Voies Navigables de France (VNF)

Etablissement public créé en 1991, à caractère industriel et commercial sous tutelle du Ministère des Transports et du Tourisme, Voies navigables de France a pour mission la gestion, l’exploitation, la modernisation et le développement de 6700 km de rivières et canaux navigables. Il exerce la promotion des activités de la voie d’eau et fédère les initiatives en faveur du transport et du tourisme fluvial.
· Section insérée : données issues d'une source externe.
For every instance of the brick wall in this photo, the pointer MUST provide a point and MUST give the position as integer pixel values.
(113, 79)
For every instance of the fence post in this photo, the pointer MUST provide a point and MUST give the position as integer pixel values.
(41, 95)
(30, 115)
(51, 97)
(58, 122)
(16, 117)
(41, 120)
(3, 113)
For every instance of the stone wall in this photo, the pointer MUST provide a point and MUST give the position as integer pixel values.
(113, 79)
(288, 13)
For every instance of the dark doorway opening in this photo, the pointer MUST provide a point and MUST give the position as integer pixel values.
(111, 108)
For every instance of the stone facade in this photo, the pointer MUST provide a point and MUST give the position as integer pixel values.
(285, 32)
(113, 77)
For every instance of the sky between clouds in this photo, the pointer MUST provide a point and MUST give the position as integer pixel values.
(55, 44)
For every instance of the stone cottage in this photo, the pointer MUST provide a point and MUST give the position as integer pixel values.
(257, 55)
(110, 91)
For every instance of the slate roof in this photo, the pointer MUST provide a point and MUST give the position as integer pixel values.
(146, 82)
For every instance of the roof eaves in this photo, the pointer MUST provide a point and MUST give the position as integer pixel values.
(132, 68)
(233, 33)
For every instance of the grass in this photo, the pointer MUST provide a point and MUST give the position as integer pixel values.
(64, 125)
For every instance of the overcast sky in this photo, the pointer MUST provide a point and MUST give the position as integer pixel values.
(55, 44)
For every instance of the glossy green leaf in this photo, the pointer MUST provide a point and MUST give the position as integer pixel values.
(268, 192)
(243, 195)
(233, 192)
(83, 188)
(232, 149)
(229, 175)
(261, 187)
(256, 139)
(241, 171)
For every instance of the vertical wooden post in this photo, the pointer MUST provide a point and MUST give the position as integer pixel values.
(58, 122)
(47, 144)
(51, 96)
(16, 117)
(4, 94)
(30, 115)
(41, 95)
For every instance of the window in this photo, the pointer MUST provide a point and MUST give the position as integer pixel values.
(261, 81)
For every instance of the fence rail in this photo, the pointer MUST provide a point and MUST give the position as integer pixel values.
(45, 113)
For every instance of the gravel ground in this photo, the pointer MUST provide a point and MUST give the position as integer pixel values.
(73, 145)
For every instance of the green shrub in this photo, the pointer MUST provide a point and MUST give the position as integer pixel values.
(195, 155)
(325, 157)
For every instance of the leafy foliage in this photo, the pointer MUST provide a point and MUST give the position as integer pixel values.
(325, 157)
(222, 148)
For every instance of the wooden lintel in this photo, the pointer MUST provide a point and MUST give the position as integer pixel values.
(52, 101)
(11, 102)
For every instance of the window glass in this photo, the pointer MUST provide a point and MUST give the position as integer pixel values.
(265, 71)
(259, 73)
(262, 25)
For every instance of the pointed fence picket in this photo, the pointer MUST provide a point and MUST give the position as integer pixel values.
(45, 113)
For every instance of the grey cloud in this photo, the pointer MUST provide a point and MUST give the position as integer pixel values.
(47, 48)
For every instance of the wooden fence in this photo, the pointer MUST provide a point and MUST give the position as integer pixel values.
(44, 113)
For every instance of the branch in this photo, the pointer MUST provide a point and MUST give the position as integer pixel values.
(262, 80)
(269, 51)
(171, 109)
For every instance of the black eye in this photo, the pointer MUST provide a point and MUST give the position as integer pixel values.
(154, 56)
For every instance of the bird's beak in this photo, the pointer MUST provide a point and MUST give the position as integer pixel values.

Il exploite et valorise un domaine public de près de 80 000 hectares traversant 57 départements (source Actu environnement : définition de VNF).

Engagements de VNF (d’Epidor aujourd’hui)

La navigabilité est garantie du fait de l'obligation faite au gestionnaire (VNF, la DDE étant mise à sa disposition) de réaliser les travaux nécessaires au maintien de la navigation pour les rivières et canaux inscrits à la nomenclature des voies navigables ou flottables.

La Dordogne est classée en voie navigable jusqu'à l'aval de Bergerac.

Pour la partie du cours en aval de Bergerac, inscrite à la nomenclature des voies navigables ou flottables, la navigabilité est en conséquence garantie par l'obligation faite au gestionnaire de réaliser les travaux nécessaires au maintien de la navigation et d’assurer le libre écoulement des eaux.

Il en va de sa responsabilité, qui pourrait être engagée en cas de sinistre touchant un usager de la rivière, la défaillance à son obligation étant mise en cause. Il ne pourrait se réfugier derrière le fait qu’il n'est pas tenu de s'opposer aux mouvements naturels du lit et des berges, la navigabilité devant être assurée dans des conditions permettant une navigation de loisir de qualité.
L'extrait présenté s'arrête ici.